Drago s'arrête un instant, la regarde. Il embrasse ses paupières dorénavant fermées pour empêcher les larmes de couler.
-Je sais Mia … A moi aussi. Mais nous devons faire comme convenu mon amour. Vivre. Etre heureux. Pour eux. Pour nous …
-Je le sais, ne t'inquiètes pas. C'est juste que parfois, les souvenirs remontent. Les mauvais souvenirs. Et les bons aussi. Et là je manque d'air, c'est tellement injuste …
Il ne dit rien, la serre plus fort. Encore une fois, il n'y a rien à dire. Il se contente d'être là. De la protéger et de la rassurer, le temps que la crise passe. Ça ne dure jamais longtemps. Après, elle retrouvera toute sa joie, son enthousiasme. Après, il retrouvera la vraie Hermione.
Régulièrement, la jeune femme est sujette à des accès de déprime. La guerre est encore récente. Elle a laissé des séquelles. Beaucoup. Pour Hermione, ces « journées sans » sont le moyen de supporter son bonheur quotidien sans trop de culpabilité. Inconsciemment, elle juge qu'elle aurait dû mourir. Pas Harry. Pas Ron. Pas Lavande. Pas Arthur. Ni Molly. Pas Bill, pas Neville, pas Blaise, pas Dumbledore, pas ses parents, et même pas Rogue …
Trop tard.

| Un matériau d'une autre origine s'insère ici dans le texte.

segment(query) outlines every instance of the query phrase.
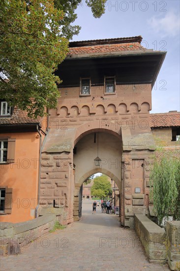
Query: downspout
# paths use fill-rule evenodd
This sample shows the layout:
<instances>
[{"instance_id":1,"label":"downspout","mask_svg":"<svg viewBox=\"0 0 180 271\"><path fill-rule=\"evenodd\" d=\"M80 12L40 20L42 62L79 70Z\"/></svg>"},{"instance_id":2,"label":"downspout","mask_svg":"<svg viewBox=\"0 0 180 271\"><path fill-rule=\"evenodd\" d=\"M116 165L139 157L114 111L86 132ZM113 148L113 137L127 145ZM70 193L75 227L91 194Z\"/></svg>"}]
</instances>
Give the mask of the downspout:
<instances>
[{"instance_id":1,"label":"downspout","mask_svg":"<svg viewBox=\"0 0 180 271\"><path fill-rule=\"evenodd\" d=\"M43 132L43 131L41 130L41 132L43 133L44 134L45 137L47 136L47 135L48 134L49 132L49 109L47 109L47 127L46 129L46 131L47 132L47 133L46 134ZM42 136L41 133L40 133L40 131L39 130L39 126L38 125L36 125L36 130L37 132L38 133L39 136L40 136L40 142L39 142L39 172L38 172L38 192L37 192L37 204L36 207L35 207L35 218L37 217L37 210L38 208L39 207L39 201L40 201L40 181L41 179L41 153L42 153L42 149L43 146L42 146ZM45 142L45 141L44 141Z\"/></svg>"},{"instance_id":2,"label":"downspout","mask_svg":"<svg viewBox=\"0 0 180 271\"><path fill-rule=\"evenodd\" d=\"M39 197L40 197L40 180L41 177L41 144L42 144L42 136L39 130L39 126L36 125L37 132L40 136L39 140L39 172L38 179L38 191L37 191L37 205L35 208L35 218L37 217L37 210L39 207Z\"/></svg>"}]
</instances>

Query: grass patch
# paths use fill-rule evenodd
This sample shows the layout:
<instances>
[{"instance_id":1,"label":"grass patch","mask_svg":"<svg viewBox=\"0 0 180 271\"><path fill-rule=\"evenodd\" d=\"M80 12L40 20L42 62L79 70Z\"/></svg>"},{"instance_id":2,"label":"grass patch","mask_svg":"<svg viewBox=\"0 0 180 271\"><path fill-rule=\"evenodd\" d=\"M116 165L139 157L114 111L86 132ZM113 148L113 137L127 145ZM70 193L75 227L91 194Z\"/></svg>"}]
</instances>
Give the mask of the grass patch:
<instances>
[{"instance_id":1,"label":"grass patch","mask_svg":"<svg viewBox=\"0 0 180 271\"><path fill-rule=\"evenodd\" d=\"M66 228L66 226L62 226L62 225L60 224L59 221L56 221L54 225L53 229L51 230L49 232L54 233L56 230L63 230L63 229L65 229L65 228Z\"/></svg>"}]
</instances>

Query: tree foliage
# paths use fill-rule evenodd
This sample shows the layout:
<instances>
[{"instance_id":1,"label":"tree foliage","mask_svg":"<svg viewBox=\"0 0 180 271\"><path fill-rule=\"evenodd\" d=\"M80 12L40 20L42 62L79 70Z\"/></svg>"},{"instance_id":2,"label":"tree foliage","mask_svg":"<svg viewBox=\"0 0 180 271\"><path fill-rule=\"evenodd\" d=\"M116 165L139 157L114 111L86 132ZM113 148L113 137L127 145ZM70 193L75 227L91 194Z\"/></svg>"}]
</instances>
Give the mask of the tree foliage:
<instances>
[{"instance_id":1,"label":"tree foliage","mask_svg":"<svg viewBox=\"0 0 180 271\"><path fill-rule=\"evenodd\" d=\"M35 117L55 107L68 40L59 24L63 12L53 0L2 0L0 4L0 98Z\"/></svg>"},{"instance_id":2,"label":"tree foliage","mask_svg":"<svg viewBox=\"0 0 180 271\"><path fill-rule=\"evenodd\" d=\"M102 199L112 192L111 184L106 175L96 177L90 189L90 193L93 196Z\"/></svg>"},{"instance_id":3,"label":"tree foliage","mask_svg":"<svg viewBox=\"0 0 180 271\"><path fill-rule=\"evenodd\" d=\"M83 182L83 184L88 184L89 183L90 183L91 180L94 178L94 175L91 175L91 176L90 176L88 177L85 181Z\"/></svg>"},{"instance_id":4,"label":"tree foliage","mask_svg":"<svg viewBox=\"0 0 180 271\"><path fill-rule=\"evenodd\" d=\"M180 220L180 160L164 156L155 160L150 175L150 197L159 225L164 217Z\"/></svg>"},{"instance_id":5,"label":"tree foliage","mask_svg":"<svg viewBox=\"0 0 180 271\"><path fill-rule=\"evenodd\" d=\"M1 0L0 99L26 110L30 117L56 108L60 80L53 72L64 59L68 40L77 34L72 26L82 0ZM94 17L105 0L86 0Z\"/></svg>"}]
</instances>

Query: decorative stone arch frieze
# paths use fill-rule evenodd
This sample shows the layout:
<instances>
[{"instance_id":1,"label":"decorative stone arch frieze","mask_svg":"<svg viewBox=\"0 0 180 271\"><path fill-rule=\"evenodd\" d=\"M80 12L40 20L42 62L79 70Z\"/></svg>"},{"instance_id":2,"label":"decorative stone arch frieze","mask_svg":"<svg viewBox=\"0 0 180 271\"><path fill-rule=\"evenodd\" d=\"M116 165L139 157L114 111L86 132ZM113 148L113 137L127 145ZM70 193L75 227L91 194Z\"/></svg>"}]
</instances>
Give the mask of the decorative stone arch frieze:
<instances>
[{"instance_id":1,"label":"decorative stone arch frieze","mask_svg":"<svg viewBox=\"0 0 180 271\"><path fill-rule=\"evenodd\" d=\"M110 128L112 128L112 129ZM118 130L116 130L116 126L114 125L112 125L111 127L110 127L108 120L99 120L93 121L93 122L85 123L77 128L74 137L74 146L76 145L82 137L88 134L95 132L105 132L109 133L117 136L121 140L120 127L119 127Z\"/></svg>"},{"instance_id":2,"label":"decorative stone arch frieze","mask_svg":"<svg viewBox=\"0 0 180 271\"><path fill-rule=\"evenodd\" d=\"M148 113L151 109L150 103L147 102L144 102L141 104L141 111L142 112Z\"/></svg>"},{"instance_id":3,"label":"decorative stone arch frieze","mask_svg":"<svg viewBox=\"0 0 180 271\"><path fill-rule=\"evenodd\" d=\"M113 174L113 172L111 172L110 171L107 170L105 169L100 169L99 168L92 169L89 172L87 172L85 175L84 175L80 179L78 183L77 183L75 184L75 186L78 187L80 187L81 185L83 184L83 182L85 181L85 180L86 180L86 179L88 178L88 177L90 177L90 176L91 176L92 175L98 172L102 173L102 174L107 175L107 176L110 177L111 179L112 179L116 182L116 184L118 187L118 188L120 191L121 181L120 179L119 179L117 176L116 176L114 174Z\"/></svg>"}]
</instances>

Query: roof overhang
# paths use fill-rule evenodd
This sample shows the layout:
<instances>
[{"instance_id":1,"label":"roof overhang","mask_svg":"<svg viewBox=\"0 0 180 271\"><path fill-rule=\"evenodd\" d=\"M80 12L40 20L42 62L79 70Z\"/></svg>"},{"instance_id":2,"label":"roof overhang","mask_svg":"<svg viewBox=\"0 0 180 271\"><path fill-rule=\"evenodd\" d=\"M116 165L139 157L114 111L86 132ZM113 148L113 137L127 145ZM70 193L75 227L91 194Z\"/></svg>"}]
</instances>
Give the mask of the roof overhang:
<instances>
[{"instance_id":1,"label":"roof overhang","mask_svg":"<svg viewBox=\"0 0 180 271\"><path fill-rule=\"evenodd\" d=\"M39 123L2 124L0 125L0 134L37 132L37 125L38 125L38 128L41 127Z\"/></svg>"},{"instance_id":2,"label":"roof overhang","mask_svg":"<svg viewBox=\"0 0 180 271\"><path fill-rule=\"evenodd\" d=\"M69 55L56 75L63 83L60 87L79 86L80 77L91 76L91 83L103 84L103 76L116 75L117 84L151 84L153 87L166 52L152 50Z\"/></svg>"}]
</instances>

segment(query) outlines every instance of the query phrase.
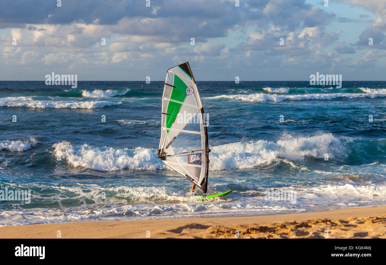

Le mal est fait. La roue tourne, les cycles passent et se ressemblent. Il ne faut pas louper sa chance. Hermione et Drago ont décidé de ne pas laisser passer la leur. Ils ont saisi la balle au bond. Ils sont ensemble. Envers et contre tout. Et tous. Contre tous ceux qui restent.
-Viens mon amour, ne restons pas dans le froid. Il la prend et la soulève comme une brindille. Elle se blottit contre lui, passe ses bras autour de son cou.
***
Drago fait couler un bon bain chaud. Hermione est frigorifiée. Quelle idée. Dehors, c'est l'hiver. Et elle sort pieds nus, en nuisette. Inconsciente est le mot qui lui vient à l'esprit. Il ne se gêne pas pour lui dire.
-Je réfléchissais, Dray ! Comme si c'était une raison suffisante. Il se contente de lui sourire. Un sourire en coin. Très Serpentard.
-A quoi réfléchissais-tu ?
Elle le regarde, l'attire dans le bain avec elle. Habillé. Chaussé. Il se retrouve allongé sur elle, sans avoir eu le temps de dire ouf. Hermione l'embrasse passionnément, avec toute la fougue, l'amour et la douleur qu'elle garde en elle.
-Je me demandais … commence-t-elle
-Oui ? demande Drago, qui n'écoute déjà plus vraiment. Il préfère se concentrer sur la peau douce et luisante de sa compagne.
-Je me demandais si tu préférerais une fille ou un garçon…
Drago s'arrête. La regarde.
-Une fille. Surtout si elle doit te ressembler.
Il l'embrasse. Pose ses mains sur le ventre d'Hermione, qui commence doucement à s'arrondir.
-De toute façon, c'est trop tard maintenant.
Et elle sourit. Elle rit même. D'un vrai rire sincère, éclatant de vie et de joie. Elle est heureuse. Enfin. Et ils le méritent.